Writing a Business Plan - Operations Strategy
Preparation and Production: How Are You Going to Get It All Done?
A business plan should include an assessment of your product and operations strategy. Operations have a steep learning curve, but many successful companies, such as Wal-Mart, have grown by leveraging their operational infrastructure.
What Role Will Operations Play in Your Company?
This will depend on the nature of your business. If you’re selling a consumer good, it will be important to make sure you can get your products to your clients at the time you promise. A service company relies on an operational plan to make sure customers are seen in an efficient manner. When writing your business plan, focus on where production and operational efficiencies are needed to help the company succeed, including buying power and economies of scale.

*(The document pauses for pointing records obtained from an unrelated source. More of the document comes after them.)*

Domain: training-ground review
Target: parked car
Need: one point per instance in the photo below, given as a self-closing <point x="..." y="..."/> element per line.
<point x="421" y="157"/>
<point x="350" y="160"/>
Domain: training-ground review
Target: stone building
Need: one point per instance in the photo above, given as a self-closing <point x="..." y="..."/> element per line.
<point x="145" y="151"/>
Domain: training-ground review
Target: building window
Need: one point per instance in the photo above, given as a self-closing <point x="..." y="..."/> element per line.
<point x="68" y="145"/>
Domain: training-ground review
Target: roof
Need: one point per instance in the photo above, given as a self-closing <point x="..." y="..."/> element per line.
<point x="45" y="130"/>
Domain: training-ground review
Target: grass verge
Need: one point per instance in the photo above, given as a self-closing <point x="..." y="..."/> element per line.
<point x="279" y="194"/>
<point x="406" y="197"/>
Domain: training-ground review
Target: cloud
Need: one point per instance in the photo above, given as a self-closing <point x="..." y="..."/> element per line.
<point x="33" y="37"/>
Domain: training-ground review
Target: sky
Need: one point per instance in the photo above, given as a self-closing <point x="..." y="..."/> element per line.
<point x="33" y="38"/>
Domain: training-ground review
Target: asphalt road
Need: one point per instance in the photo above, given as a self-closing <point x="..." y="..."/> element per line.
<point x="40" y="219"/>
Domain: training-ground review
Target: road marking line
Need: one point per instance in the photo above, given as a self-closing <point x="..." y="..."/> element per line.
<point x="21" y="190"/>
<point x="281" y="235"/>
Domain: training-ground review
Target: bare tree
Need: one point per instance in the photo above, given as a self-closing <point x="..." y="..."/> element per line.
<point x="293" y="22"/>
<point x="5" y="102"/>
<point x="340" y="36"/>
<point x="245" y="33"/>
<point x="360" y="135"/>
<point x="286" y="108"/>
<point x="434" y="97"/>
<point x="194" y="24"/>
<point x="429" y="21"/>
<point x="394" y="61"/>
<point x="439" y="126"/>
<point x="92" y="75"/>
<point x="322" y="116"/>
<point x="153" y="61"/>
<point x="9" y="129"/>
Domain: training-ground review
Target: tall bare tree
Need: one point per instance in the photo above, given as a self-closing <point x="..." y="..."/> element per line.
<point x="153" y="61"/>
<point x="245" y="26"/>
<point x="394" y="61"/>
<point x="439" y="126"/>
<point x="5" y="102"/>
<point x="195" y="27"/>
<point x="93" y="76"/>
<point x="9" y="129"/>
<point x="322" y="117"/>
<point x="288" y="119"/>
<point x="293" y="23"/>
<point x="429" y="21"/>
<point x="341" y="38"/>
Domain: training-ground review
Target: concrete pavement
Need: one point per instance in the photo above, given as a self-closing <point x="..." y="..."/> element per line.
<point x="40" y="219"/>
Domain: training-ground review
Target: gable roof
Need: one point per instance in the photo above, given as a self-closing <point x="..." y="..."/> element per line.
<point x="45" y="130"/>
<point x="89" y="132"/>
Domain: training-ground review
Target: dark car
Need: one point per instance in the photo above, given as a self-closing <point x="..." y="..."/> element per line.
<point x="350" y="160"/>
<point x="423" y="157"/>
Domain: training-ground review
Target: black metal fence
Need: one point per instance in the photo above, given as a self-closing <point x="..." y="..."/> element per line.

Where Will You Get Your Sourcing Materials?
This mostly applies to startups selling goods, rather than services. In this section of the business plan, spell out what raw materials are needed to make your product and from where you plan to get them. Sourcing can offer a huge cost advantage (or disadvantage) in the production stage, so it is important to do research on this. The price of commoditized products such as wood and plastic will likely be similar regardless of where you get them, but there could be a lot of variabilities if you require specialized materials.
Can You Outsource Any of This?
Sometimes the best production strategy is to let someone else handle it. As a startup, you’re unlikely to have the capital to build your own factory to produce your product, so outsourcing to a manufacturing company is probably already in your plans. Look for a manufacturer, either domestic or foreign, who has experience producing goods similar to yours. Companies such as UPS, FedEx and DHL are no longer just package-shipping companies: They all offer supply-chain management services to help firms who want to offload that responsibility, and whose scale makes them more efficient.
Balance Opportunity Cost with Surplus Charges
An accurate projection of the demand for your product is key to a successful operational strategy. Remember to consider opportunity costs when placing an order. If you’re selling sweaters for $50, and you run out, every person who wanted a sweater and couldn’t get one represents a missed opportunity of $50 in revenue. Of course, if you order too many sweaters, you’ll be left with surplus inventory.
In your business plans, offer ideas of how you will unload any surplus. For example, selling slow-moving items to a liquidator can bring in some additional revenue, while donating surplus goods to a nonprofit can yield a nice tax deduction. Both methods reduce the cost associated with maintaining the inventory, such as warehousing and handling or disposing of the items yourself.
It’s not uncommon for entrepreneurs to get tripped up at this stage of planning. Many new business owners have minimal experience in operations and production. Whether you develop this strategy yourself or bring in a consultant to help, be sure your business plan clearly states the role operations will play in your company, who will be involved in establishing this infrastructure and what the potential costs are.